Polyelectrolytes @ interfaces and in the bulk

To understand how polyelectrolytes behave at interfaces, we first have to get insight in the generic and molecular specific feature of the neutral analogues. Hence we first need to know how polymers behave at interfaces. In turn, for a good understanding of polymers at interfaces, we need to have insight in the solution properties. Hence in my lecture I will briefly review these aspects in reversed order. We will start in the solution and work towards the adsorption problems. The working horse for this is the Edwards diffusion equation.

Key aspects that will be discussed are: (i) the relevant polymer length scale in dilute and semi-dilute solutions. (ii) the appearance of a critical adsorption energy in polymer adsorption and the nature of the adsorption transition; depletion vs adsorption (iii) The de Gennes self-similar adsorption profile for strong adsorption from dilute solutions. (iv) numerical SCF calculations a la Scheutjens and Fleer (v) analytical approximations based on the ground state approximation. (vi) Generic versus molecular specific effects for polymer at interfaces (the role of molecular architecture).

Polyelectrolyte adsorption is a rich topic. On top of the interactions discussed for neutral polymer adsorption we have the electrostatics. We will discuss the Poisson-Boltzmann (PB) equation for the description of ions near electrified interfaces. In this equation the ions are point charges and this is far from the polyelectrolyte case. However we will discuss how to extend the PB approach towards ions with excluded volume and then towards chains that carry charges. In short we will need to solve Edwards diffusion equation in combination with the Poisson equation, which is possible using the Scheutjens-Fleer SCF approach.  

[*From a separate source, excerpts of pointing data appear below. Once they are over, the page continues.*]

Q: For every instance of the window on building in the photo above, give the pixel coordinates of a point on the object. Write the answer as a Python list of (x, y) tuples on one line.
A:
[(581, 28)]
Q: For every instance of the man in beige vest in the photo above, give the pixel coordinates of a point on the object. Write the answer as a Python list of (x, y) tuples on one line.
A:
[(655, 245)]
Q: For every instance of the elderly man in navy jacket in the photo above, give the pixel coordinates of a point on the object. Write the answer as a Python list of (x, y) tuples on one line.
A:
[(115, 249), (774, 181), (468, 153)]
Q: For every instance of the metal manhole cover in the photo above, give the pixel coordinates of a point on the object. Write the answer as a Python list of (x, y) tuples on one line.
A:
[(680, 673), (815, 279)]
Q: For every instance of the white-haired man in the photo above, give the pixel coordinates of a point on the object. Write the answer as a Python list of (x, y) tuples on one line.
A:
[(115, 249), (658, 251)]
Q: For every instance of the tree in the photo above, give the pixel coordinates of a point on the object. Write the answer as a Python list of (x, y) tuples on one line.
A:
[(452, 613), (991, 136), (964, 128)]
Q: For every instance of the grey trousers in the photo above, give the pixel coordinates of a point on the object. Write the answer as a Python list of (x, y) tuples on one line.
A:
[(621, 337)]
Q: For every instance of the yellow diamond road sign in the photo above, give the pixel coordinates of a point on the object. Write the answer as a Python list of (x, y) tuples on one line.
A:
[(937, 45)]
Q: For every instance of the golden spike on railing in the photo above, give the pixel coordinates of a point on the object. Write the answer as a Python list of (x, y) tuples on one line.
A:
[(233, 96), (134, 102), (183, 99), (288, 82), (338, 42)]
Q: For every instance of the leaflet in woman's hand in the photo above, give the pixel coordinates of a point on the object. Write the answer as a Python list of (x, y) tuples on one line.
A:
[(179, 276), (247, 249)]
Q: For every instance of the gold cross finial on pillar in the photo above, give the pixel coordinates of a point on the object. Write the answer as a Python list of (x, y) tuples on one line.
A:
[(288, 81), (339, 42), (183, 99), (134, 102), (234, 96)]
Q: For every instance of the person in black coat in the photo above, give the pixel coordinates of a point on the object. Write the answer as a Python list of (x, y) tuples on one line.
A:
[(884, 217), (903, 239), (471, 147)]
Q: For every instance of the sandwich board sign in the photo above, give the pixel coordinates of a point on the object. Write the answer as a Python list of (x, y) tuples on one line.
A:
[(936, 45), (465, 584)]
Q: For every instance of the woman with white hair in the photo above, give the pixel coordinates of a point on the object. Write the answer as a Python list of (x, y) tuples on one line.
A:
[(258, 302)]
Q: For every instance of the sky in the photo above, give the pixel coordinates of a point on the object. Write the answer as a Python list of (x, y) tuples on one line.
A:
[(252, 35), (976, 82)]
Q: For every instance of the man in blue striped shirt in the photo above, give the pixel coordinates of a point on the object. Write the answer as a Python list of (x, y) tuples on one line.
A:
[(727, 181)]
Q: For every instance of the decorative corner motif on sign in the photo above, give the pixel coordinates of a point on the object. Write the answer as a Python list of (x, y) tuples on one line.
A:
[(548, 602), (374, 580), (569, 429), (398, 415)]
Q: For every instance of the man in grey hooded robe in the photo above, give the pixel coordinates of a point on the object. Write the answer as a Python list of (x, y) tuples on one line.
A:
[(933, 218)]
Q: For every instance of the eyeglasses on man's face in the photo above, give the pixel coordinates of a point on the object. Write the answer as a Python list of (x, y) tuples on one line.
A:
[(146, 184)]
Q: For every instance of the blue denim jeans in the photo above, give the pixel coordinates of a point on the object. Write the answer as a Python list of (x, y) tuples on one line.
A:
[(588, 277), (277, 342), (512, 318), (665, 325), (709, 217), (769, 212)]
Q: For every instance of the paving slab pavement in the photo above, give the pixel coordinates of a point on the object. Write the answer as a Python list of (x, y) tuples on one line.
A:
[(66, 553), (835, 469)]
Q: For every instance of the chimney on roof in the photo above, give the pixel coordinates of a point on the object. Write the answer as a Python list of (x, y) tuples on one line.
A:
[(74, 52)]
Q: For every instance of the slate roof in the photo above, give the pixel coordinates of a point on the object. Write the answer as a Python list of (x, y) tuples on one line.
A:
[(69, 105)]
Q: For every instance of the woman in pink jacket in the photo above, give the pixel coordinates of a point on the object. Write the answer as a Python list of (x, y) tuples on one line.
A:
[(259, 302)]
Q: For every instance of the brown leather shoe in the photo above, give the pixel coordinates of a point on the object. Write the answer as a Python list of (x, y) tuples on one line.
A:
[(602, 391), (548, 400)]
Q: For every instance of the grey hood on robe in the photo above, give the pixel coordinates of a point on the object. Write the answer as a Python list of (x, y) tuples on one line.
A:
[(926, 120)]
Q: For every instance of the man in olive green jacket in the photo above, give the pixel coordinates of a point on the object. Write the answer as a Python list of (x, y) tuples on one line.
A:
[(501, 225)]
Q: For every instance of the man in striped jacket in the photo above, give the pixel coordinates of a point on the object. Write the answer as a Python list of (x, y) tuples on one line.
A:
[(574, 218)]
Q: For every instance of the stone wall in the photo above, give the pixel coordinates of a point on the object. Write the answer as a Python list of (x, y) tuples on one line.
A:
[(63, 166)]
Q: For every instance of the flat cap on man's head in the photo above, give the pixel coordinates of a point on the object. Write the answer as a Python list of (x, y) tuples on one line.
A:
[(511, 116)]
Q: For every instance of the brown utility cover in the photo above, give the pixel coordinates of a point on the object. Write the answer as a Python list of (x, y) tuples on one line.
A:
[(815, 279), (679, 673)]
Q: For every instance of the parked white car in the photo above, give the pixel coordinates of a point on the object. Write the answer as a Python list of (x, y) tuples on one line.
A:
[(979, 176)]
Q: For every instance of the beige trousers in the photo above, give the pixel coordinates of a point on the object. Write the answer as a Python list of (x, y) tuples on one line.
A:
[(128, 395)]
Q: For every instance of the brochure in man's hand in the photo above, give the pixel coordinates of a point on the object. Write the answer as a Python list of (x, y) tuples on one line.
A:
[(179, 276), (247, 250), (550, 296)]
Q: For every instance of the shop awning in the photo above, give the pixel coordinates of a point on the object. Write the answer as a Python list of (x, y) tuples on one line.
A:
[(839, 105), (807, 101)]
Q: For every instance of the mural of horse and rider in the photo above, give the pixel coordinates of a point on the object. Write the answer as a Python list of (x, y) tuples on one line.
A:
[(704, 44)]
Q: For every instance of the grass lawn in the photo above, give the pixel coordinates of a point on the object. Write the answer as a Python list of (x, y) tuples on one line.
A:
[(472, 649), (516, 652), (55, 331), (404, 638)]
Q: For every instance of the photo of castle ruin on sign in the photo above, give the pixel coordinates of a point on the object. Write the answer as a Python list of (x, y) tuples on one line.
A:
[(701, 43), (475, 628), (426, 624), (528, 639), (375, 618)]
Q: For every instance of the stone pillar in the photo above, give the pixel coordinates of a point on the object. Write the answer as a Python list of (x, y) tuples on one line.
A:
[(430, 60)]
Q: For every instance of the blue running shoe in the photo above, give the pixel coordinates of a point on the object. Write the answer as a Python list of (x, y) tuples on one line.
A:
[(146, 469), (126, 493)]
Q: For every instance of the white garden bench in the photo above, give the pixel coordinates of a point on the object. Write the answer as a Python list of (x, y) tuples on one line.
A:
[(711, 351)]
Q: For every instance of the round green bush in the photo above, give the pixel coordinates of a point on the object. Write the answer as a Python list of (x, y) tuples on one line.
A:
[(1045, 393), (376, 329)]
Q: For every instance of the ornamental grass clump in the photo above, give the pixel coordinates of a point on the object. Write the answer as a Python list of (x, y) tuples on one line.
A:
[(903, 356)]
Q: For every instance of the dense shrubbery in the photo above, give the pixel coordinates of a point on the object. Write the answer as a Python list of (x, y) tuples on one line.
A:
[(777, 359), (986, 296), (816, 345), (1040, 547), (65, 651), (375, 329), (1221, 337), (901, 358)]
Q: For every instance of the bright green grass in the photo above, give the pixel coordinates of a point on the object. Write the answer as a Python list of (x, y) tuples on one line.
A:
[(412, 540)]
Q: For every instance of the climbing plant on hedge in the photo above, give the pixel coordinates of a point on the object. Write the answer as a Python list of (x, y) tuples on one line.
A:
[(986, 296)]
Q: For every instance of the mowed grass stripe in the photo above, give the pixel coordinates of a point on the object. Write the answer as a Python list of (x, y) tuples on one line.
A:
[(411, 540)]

We will argue that in PE systems the nature of the charge on the backbone and the diffuse cloud of ions around it, causes extreme departures from the generic effects discussed above for homopolymer adsorption. Often for PE adsorption the chains are in ‘flat’ train-like conformations. Just next to this thin layer there is a Coulomb hole from which the PEs are strongly depleted. As a consequence, we need to have extremely long PEs before the generic self-similar profile can be  expected and molecular specific features dominate.